Here's what's going on. TL;DR — on arm64 macs, executables turn out to fail if they are larger than 2GB.
macOS, for efficiency reasons, removed standard libraries from the disk, such as libSystem.B.dylib (which contains the c runtime), libc++, etc. Instead, they live in a “shared cache” that’s loaded into memory and then linked by dyld when the executable is run. However, if your executable is large enough that it extends into the address range where the shared cache is stored (it’s always loaded at a fixed address range), then the shared cache is no longer available, because you’ve overwritten part of the shared region it lives in. In that case, the linker refuses to use the shared linker cache, which means you can't link against the c runtime in libSystem, leading to the error you received.
/Library/Developer/CommandLineTools/SDKs/MacOSX.sdk/usr/include/mach/shared_region.h says what address the shared region begins at, and its size. Look for SHARED_REGION_BASE_ARM64 and SHARED_REGION_SIZE_ARM64: these say the size and starting address of the shared region containing the shared linker cache.

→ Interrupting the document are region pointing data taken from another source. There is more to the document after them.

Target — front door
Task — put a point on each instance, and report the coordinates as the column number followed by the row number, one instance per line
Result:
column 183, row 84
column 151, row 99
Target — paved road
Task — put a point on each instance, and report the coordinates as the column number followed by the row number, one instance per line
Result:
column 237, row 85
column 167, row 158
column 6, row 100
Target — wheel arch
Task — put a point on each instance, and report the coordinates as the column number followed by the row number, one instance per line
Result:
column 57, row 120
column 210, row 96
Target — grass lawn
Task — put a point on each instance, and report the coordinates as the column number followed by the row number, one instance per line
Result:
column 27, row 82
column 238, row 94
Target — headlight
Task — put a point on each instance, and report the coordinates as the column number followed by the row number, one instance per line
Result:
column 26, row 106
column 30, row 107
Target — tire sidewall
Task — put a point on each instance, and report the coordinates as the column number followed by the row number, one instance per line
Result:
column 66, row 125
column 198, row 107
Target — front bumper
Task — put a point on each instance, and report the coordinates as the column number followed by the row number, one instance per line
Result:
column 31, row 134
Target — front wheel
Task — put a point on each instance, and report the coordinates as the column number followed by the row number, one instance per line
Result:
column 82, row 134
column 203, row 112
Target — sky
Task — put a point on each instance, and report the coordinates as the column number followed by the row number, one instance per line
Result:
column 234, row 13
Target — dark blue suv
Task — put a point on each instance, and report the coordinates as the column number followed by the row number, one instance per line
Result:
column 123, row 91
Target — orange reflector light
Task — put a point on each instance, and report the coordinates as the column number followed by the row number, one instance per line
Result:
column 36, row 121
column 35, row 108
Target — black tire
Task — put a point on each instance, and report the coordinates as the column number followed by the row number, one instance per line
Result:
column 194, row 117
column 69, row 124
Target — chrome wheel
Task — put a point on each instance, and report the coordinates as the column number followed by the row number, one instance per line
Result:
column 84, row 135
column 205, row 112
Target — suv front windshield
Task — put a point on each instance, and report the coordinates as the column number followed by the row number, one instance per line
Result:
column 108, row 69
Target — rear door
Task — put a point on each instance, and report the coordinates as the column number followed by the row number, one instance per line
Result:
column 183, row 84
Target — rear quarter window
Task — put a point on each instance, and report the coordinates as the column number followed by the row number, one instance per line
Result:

On ARM64, the region starts at address 0x180000000, which is 6GB above 0x0. But on arm64, your executable gets loaded starting at 0x100000000 (4GB above 0x0), to ensure for security reasons that if you accidentally store a pointer in a 32-bit variable, when it gets converted back to 64 bits, the converted result is less than 4GB above address 0x0, which will crash the app. This leaves just 2GB for an executable to fit between the starting address and the start of the shared region.
Your example above uses global variables to extend the executable size to exceed 2GB, and that triggers the error. Reducing the array size enough will lower the executable size enough that it does not overlap with the shared region, which means dyld will use the shared cache and thus will be able to link against the c runtime in libSystem, letting the program run normally.
This problem won't occur on Intel Macs, because on intel the SHARED_REGION_BASE is at a much larger address (0x7FFF00000000).
My problem is that for my numerical-relativity code, it's not so clear how to get our executable size below 2GB. :(
So my follow-up question to your original post is the following: is there any way to run an executable larger than 2GB in size on M1 Macs? I.e., is there a workaround to the issue your example uncovered?
Anyway, I hope this helps! I'd be happy to discuss further if you have any questions, @TomDuff!